As someone pointed out, it is called "diagonal" because in the special
case when M=N (which you can assume up to isomorphism if M is
isomorphic to N) and f=id, you get the literal diagonal.
>I need to show that DM=G=DN and (D intersect M)=1=(D intersect N). Unless D
>itself is just the identity (doesn't make sense to me), it would seem that M
>and N could fill up the entire graph and equal G.
G is not the "graph". G would be more like the plane: G=MxN.
So, assume f:M->N is an isomorphism. let G = MxN, and let
D = {(m,f(m)) in G: m in M}.
Notice that for each "point" on the "x-axis" M, there is one and only
one "point" on the "y-axis", N; that's why this is sometimes called
the "graph" of the isomorphism.
M is identified with the subgroup {(m,1) in G: m in M} of G; N
corresponds to the subgroup {(1,n) in G: n in N}.
Then D intersect M = {(m,f(m)) in G: m in M, f(m)=1}.

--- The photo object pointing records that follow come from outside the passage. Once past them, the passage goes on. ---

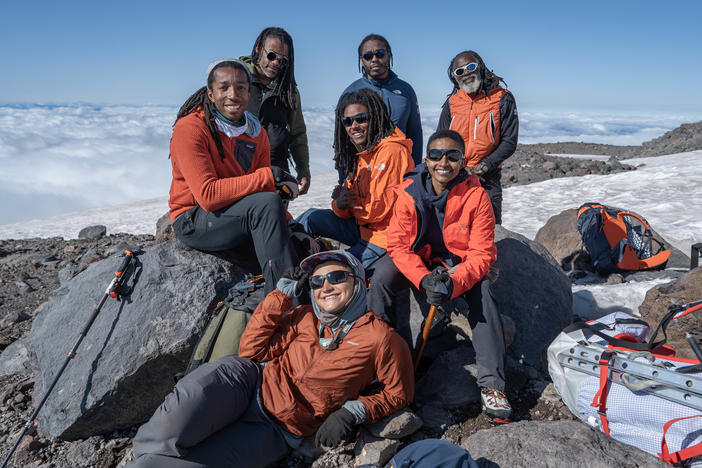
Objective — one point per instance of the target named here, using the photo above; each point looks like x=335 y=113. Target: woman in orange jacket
x=377 y=155
x=318 y=360
x=223 y=192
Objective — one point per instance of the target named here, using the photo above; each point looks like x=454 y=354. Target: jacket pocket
x=244 y=152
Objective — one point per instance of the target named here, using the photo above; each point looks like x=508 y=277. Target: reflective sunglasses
x=360 y=118
x=368 y=56
x=452 y=155
x=470 y=68
x=334 y=277
x=270 y=55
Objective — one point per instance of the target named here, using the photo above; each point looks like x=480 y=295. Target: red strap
x=680 y=455
x=600 y=400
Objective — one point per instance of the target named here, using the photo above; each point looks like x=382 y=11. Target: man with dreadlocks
x=374 y=62
x=275 y=100
x=485 y=115
x=373 y=155
x=223 y=193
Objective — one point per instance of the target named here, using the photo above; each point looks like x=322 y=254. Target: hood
x=357 y=306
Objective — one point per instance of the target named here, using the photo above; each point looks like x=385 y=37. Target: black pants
x=484 y=319
x=492 y=184
x=257 y=218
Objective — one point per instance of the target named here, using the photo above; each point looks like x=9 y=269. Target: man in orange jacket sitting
x=376 y=155
x=441 y=241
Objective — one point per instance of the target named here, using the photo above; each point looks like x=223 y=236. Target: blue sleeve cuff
x=356 y=408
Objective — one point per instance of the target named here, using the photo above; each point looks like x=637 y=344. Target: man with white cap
x=318 y=360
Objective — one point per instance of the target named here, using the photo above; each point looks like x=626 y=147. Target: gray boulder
x=92 y=232
x=534 y=292
x=554 y=444
x=125 y=365
x=164 y=229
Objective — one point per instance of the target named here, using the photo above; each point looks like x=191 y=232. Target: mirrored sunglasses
x=334 y=277
x=360 y=118
x=452 y=155
x=470 y=68
x=380 y=53
x=271 y=56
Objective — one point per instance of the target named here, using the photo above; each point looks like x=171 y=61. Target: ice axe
x=114 y=290
x=427 y=325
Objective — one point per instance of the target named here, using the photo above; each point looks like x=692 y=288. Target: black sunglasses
x=334 y=277
x=360 y=118
x=452 y=155
x=270 y=55
x=380 y=53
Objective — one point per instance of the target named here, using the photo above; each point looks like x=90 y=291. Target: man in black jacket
x=275 y=100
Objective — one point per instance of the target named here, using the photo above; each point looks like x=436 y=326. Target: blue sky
x=636 y=56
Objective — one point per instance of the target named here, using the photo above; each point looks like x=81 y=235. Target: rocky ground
x=29 y=272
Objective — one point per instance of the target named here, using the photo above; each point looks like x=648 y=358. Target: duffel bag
x=633 y=390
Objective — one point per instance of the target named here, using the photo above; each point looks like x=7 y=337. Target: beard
x=471 y=83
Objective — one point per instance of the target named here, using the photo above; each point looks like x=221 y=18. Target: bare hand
x=304 y=185
x=346 y=198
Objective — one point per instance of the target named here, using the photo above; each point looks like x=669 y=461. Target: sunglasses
x=470 y=68
x=271 y=56
x=334 y=277
x=380 y=53
x=452 y=155
x=360 y=118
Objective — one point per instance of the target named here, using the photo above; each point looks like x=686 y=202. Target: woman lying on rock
x=296 y=375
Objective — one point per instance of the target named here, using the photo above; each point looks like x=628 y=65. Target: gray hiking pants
x=258 y=218
x=212 y=418
x=484 y=319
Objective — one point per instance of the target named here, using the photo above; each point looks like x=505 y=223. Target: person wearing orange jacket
x=376 y=155
x=441 y=241
x=318 y=360
x=485 y=115
x=223 y=192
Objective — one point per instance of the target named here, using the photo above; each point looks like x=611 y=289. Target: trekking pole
x=114 y=290
x=425 y=334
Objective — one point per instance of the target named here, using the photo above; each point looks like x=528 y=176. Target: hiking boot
x=495 y=405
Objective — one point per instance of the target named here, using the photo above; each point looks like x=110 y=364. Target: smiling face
x=229 y=92
x=333 y=298
x=357 y=132
x=468 y=82
x=443 y=171
x=377 y=67
x=268 y=70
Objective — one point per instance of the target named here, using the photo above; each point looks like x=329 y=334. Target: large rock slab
x=125 y=365
x=561 y=238
x=534 y=292
x=554 y=444
x=686 y=289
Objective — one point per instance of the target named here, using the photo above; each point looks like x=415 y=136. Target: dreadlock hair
x=373 y=37
x=200 y=99
x=489 y=79
x=286 y=87
x=379 y=126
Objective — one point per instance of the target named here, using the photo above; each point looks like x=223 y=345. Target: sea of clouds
x=65 y=158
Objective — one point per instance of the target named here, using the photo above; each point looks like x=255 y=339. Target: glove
x=285 y=184
x=293 y=282
x=438 y=286
x=338 y=427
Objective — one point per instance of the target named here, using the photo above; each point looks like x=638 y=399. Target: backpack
x=222 y=334
x=633 y=390
x=619 y=241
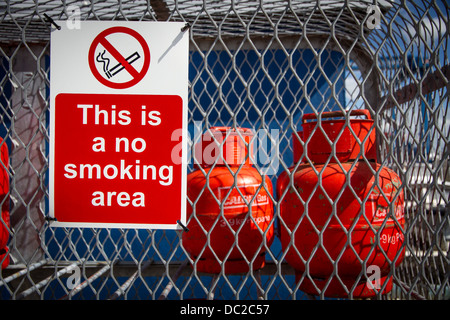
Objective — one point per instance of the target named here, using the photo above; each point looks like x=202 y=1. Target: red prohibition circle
x=136 y=75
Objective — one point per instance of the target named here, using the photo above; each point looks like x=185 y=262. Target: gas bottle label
x=380 y=212
x=243 y=198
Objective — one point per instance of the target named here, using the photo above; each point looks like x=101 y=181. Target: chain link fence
x=262 y=65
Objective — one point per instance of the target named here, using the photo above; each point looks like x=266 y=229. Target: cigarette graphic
x=118 y=67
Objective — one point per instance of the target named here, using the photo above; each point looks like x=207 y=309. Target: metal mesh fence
x=262 y=65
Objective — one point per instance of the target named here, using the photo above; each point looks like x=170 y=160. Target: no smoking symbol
x=119 y=57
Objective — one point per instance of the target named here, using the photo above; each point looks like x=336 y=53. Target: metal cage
x=255 y=64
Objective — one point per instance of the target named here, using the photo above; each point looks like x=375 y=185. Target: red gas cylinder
x=4 y=201
x=343 y=214
x=230 y=218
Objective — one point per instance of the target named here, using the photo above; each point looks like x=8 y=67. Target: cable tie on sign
x=52 y=21
x=185 y=229
x=186 y=26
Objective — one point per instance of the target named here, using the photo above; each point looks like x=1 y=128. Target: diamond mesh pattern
x=255 y=64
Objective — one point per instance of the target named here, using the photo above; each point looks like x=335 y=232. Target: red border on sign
x=101 y=39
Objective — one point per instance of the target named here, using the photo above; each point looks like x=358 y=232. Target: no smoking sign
x=118 y=108
x=119 y=57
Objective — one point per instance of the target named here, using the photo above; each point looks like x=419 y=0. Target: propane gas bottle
x=344 y=211
x=4 y=201
x=230 y=209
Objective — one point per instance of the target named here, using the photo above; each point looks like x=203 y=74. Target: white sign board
x=119 y=93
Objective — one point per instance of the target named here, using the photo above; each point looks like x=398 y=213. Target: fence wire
x=253 y=64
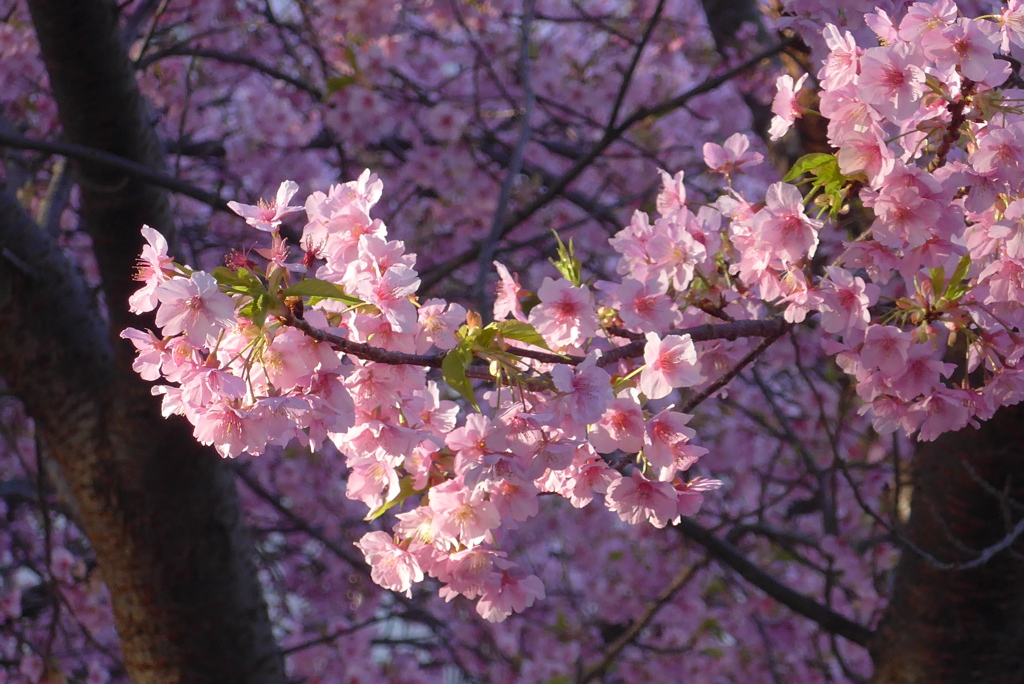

Since f is an isomorphism, it is injective, so the only m for which
f(m)=1 is m=1. Thus, D intersect M = {(1,1)}, the trivial element of
G.
Likewise, D intersect N = {(m,f(m)) in G: m in M, m=1}. Since f is a
group homomorphism, f(m)=1, so D intersect N = {(1,1)}, the trivial
element of G.
Now we want to show that DM = G. That is, that the set of all products
of the form
(r,f(r))(m,1) = (rm, f(r)1) = (rm, f(r)).
with m, r in M, cover all elements of G.
Well, let (x,y) be an element of G. We want to express it in the form
(r,f(r))(m,1) = (rm, f(r)) for some r,m in M.
Since f is an isomorphism, it is surjective, so there exists r in M
such that f(r)=y. And then if we let m = r^{-1}x, which lies in M, we
have
(r,f(r))(m,1) = (rm,f(r)) = (rr^{-1}x,y) = (x,y). Thus, G is contained
in DM, and hence (since DM is certainly contained in G), equal to DM.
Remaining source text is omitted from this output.